Ask any blue-collared Nevadan living in Las Vegas if inviting hundreds of thousands of more people to Clark County is a good idea — especially as Lake Mead hovers below 40 percent of its storage capacity, as utility bills rise, as air quality deteriorates, as the traffic increases, as the private equity firms buy up the middle-class housing.

Nevada is the only state in the nation with enacted federal legislation that allows for large swaths of public land to be disposed and auctioned for private interests in Southern Nevada. Simultaneously, Rep. Mark Amodei is working on creating a bill that would allow for similar public land sale programs to be implemented in Northern Nevada. Senator Jacky Rosen has the companion bill in her chamber that Cortez-Masto co-sponsors.

The move to push forward the Southern Nevada Economic Development and Conservation Act and the Northern Nevada Economic Development and Conservation Act will be viewed as a model for public land sales across the West.

Indeed, Nevada Democrats are showing Utah Republicans how it is done.

Drive around Salt Lake City right now and find billboards advancing the notion that federal lands actually belong to the state. This tactful marketing campaign is really a part of a strategy to warm the public up to land sell-offs that dovetail with legal challenges that imply federal land management undermines state sovereignty.

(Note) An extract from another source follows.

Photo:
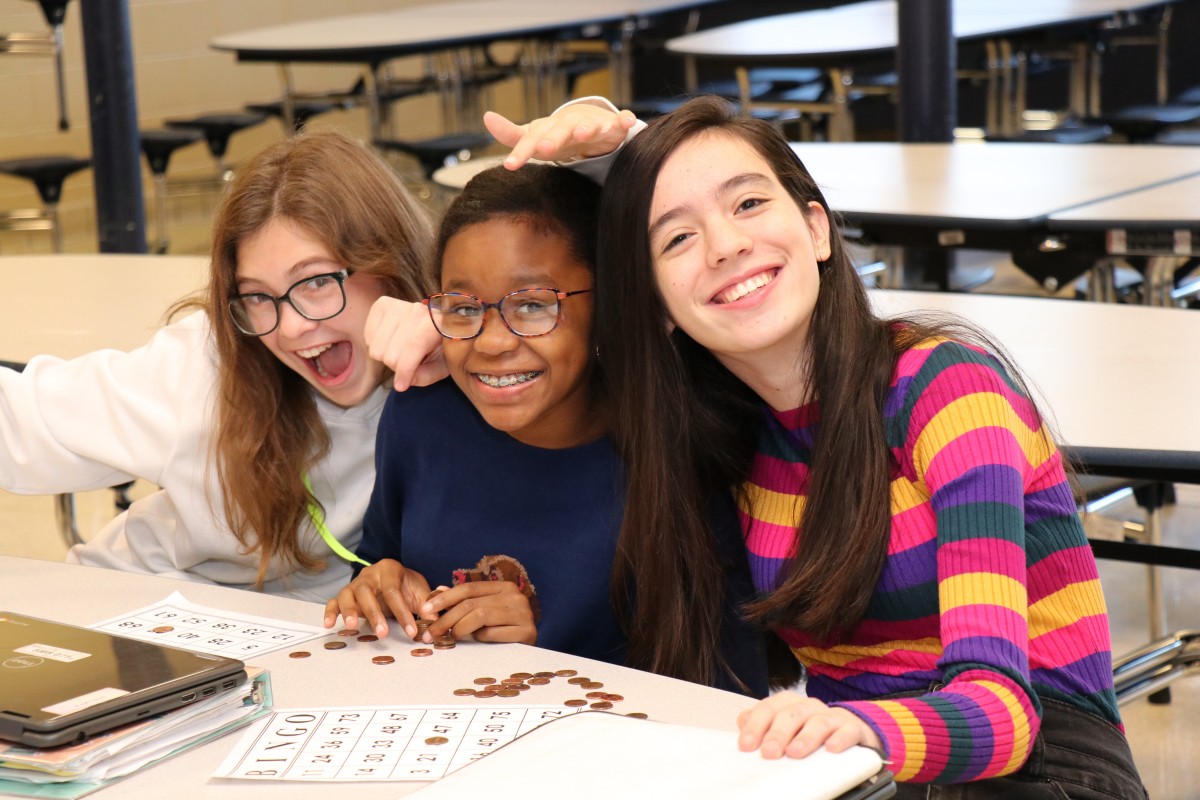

In Nevada, at the least, the longstanding quid-pro-quo of public land sales comes with the promise of conservation designations that protect landscapes that are high in scenery but not always as high in biodiversity, and usually are under no particular threat at all. Politicians aren’t so quick to lock up threatened landscapes, as the threats are usually backed by moneyed interests.

In Utah, offsetting land sales with conservation wouldn’t be the case. The promise in the Beehive State is all about making money, and fast.

The public land sale proposals coming from Nevada raise a specter of dealmaking. The bills in play this week may or may not advance through Congress before the Trump inauguration.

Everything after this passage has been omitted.